The information similar to that shown in the figure below is displayed.

Click to enlarge

Creating an Auto Scaling Policy

In the navigation pane, choose Workloads. In the workload list, locate the row containing the workload and click Auto Scaling in the Operation column.
Set Policy Type to HPA+CronHPA and enable HPA.

You can select GPU monitoring parameters in Custom Policy to create an auto scaling policy. An example is shown below.

Figure 4 Selecting a custom metric

cce_gpu_utilization (GPU usage) is used as an example. Configure other HPA parameters as required. For details, see Creating an HPA Policy.
Return to the Scaling Policies tab and check whether the HPA policy has been created.

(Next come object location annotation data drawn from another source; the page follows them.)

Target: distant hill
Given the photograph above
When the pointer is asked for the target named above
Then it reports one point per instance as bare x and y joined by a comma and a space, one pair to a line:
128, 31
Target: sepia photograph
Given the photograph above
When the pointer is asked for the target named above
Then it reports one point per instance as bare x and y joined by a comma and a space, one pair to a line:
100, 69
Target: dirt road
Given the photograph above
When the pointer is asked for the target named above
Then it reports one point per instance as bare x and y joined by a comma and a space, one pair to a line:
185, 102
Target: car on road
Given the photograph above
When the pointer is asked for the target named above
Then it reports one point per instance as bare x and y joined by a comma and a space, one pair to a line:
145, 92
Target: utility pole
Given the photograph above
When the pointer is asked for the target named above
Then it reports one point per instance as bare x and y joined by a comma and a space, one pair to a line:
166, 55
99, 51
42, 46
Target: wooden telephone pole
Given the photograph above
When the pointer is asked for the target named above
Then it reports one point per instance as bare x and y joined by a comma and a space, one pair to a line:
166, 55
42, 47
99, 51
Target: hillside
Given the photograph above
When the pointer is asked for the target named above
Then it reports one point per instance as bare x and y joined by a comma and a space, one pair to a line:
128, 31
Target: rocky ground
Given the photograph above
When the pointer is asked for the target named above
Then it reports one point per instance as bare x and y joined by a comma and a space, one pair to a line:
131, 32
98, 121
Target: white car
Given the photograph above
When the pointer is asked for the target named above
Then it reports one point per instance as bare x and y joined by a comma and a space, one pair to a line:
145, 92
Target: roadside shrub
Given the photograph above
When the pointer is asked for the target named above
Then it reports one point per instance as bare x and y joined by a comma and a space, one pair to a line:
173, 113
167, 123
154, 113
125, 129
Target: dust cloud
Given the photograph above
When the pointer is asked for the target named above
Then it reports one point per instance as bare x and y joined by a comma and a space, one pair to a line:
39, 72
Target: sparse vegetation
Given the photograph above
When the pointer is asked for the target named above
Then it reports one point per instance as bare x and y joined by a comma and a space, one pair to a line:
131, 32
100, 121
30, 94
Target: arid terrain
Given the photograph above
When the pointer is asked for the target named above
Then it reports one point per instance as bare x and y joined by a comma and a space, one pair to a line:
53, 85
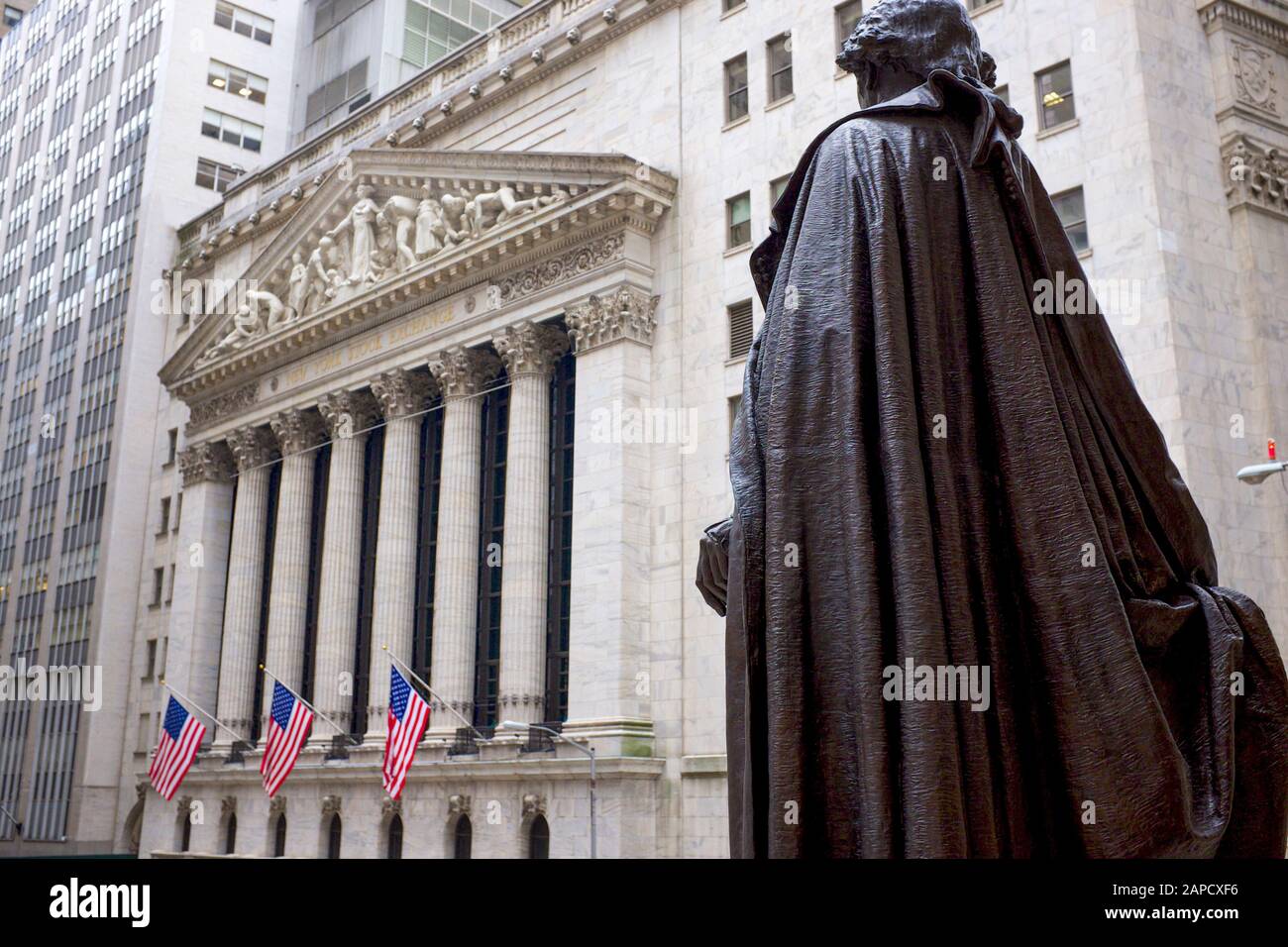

Figure 5 HPA policy created

Testing Auto Scaling of the Inference Service

Verifying an HPA Scale-Out

Download the ApacheBench (ab) tool for stress testing provided by Apache.

# If the OS is Ubuntu:
apt-get install apache2-utils
# If the OS is CentOS or Huawei Cloud EulerOS:
yum install httpd-tools

Perform a stress test. In the commands, ab is the stress test tool, and body.json is the request body.

The content of body.json is as follows:

{
    "model": "Qwen3-8B",
    "prompt": "San Francisco is a",
    "max_tokens": 100,
    "temperature": 0
}

The pressure test commands are as follows:

ab -n 4000 -c 1 -p body.json -T application/json http://10.247.90.143:8000/v1/completions

Check the GPU workload and HPA statuses.
- The GPU usage remains high.
- The HPA detects that the GPU usage exceeds 20% and starts a scale-out.
- Check the pod status. The pod scale-out succeeds.